CEP Project Overview

The existing infrastructure that serves the campus consists of a complex arrangement of utility systems comprised of 10 chilled water plants, miles of underground steam and chilled water distribution piping, 16 campus electrical distribution substations, dozens of miles of electrical distribution feeders, a wastewater treatment plant and a central cogeneration facility (the latter owned and operated by Duke Energy). The Duke Energy cogeneration facility has been in operation for 25 years and is the primary source of steam for the campus. The Duke facility is not directly connected to the UF electrical distribution system. UF is a retail electricity customer of Duke and takes delivery for all electricity to the campus via grid-connected substations. While the cogeneration facility has provided a reliable source of energy for UF, it is approaching the end of its service life and subsequent contract expiration. In addition, the related infrastructure systems that produce chilled water and deliver thermal energy and electricity to the campus require upgrade and expansion. Utility system distribution capacity is insufficient to meet the needs of the growing campus and lacks the redundancy for reliable operations. The campus currently has no source of islandable power generation to support critical operations in the event of a grid outage or failure. An efficient and resilient infrastructure solution is essential for the university.

UF intends to pursue an energy project that will advance the university as a leader in campus efficiency and reliability. The Central Energy Plant (CEP) Project is critical to enabling the growth of the campus and must be operational to replace the existing Duke Energy cogeneration plant prior to its scheduled decommissioning in September 2027.

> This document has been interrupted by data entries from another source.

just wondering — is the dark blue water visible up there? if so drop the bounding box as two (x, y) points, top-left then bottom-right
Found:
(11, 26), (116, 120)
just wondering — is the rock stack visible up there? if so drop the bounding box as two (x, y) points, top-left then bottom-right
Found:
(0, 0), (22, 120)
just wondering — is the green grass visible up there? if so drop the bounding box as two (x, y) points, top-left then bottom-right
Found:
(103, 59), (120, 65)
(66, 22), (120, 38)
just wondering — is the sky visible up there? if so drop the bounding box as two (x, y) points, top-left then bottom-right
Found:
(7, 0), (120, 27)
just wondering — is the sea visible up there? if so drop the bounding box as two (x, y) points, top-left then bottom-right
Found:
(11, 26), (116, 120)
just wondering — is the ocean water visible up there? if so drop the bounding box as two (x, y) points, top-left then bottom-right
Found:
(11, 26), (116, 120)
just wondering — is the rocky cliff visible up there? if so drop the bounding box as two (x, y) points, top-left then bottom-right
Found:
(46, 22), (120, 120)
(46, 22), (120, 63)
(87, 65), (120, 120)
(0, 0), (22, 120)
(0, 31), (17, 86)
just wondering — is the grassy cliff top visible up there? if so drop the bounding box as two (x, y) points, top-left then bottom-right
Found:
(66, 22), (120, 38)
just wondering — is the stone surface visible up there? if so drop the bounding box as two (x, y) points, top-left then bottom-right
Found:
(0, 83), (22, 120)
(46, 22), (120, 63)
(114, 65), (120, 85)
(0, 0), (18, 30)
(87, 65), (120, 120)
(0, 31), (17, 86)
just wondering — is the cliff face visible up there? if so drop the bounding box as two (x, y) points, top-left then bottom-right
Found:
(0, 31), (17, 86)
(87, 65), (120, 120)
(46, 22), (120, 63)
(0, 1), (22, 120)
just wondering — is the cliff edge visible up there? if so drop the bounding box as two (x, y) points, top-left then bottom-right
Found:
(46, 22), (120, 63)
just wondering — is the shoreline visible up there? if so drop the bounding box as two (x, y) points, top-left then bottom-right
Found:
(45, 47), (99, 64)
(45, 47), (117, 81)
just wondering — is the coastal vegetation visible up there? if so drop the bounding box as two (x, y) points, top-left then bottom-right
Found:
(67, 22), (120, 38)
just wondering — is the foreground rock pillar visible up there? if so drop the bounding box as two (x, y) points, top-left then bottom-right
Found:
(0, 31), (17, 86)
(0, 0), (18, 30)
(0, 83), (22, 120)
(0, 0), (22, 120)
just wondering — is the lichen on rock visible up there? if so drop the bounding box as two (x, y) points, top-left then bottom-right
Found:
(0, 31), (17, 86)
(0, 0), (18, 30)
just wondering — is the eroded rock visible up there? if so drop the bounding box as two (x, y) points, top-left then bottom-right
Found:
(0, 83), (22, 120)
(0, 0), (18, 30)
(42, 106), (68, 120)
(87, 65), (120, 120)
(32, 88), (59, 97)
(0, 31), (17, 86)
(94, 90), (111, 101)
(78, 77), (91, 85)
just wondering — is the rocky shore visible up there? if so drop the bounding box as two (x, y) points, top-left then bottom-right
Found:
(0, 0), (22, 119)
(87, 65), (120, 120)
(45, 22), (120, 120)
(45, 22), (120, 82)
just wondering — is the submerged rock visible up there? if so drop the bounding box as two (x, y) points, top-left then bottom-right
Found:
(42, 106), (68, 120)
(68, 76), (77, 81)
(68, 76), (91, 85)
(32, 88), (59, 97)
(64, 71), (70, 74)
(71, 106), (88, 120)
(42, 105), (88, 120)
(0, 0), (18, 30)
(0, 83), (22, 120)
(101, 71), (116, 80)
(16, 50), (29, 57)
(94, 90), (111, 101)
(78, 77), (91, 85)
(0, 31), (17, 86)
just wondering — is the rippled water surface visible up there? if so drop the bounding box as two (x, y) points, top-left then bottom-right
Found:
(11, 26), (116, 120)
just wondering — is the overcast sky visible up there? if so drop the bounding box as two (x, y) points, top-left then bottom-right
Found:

To that end, the proposed energy project will include:

  • The design, construction, financing, operation and maintenance of a campus thermal energy plant, which will provide steam, chilled water and electricity to the University of Florida’s Gainesville campus, and infrastructure ancillary thereto;
  • The construction, and financing of a proposed new South District thermal piping distribution loop located in the University‚Äôs South District to be built with the goal of improving chilled water and steam delivery and resiliency to campus and hospital facilities; and
  • The construction, and financing of a proposed electrical substation on Mowry Road and related electrical distribution system upgrades and adjacent thermal utilities.

The project is not anticipated to cover any components of the UF utility system beyond those enumerated above.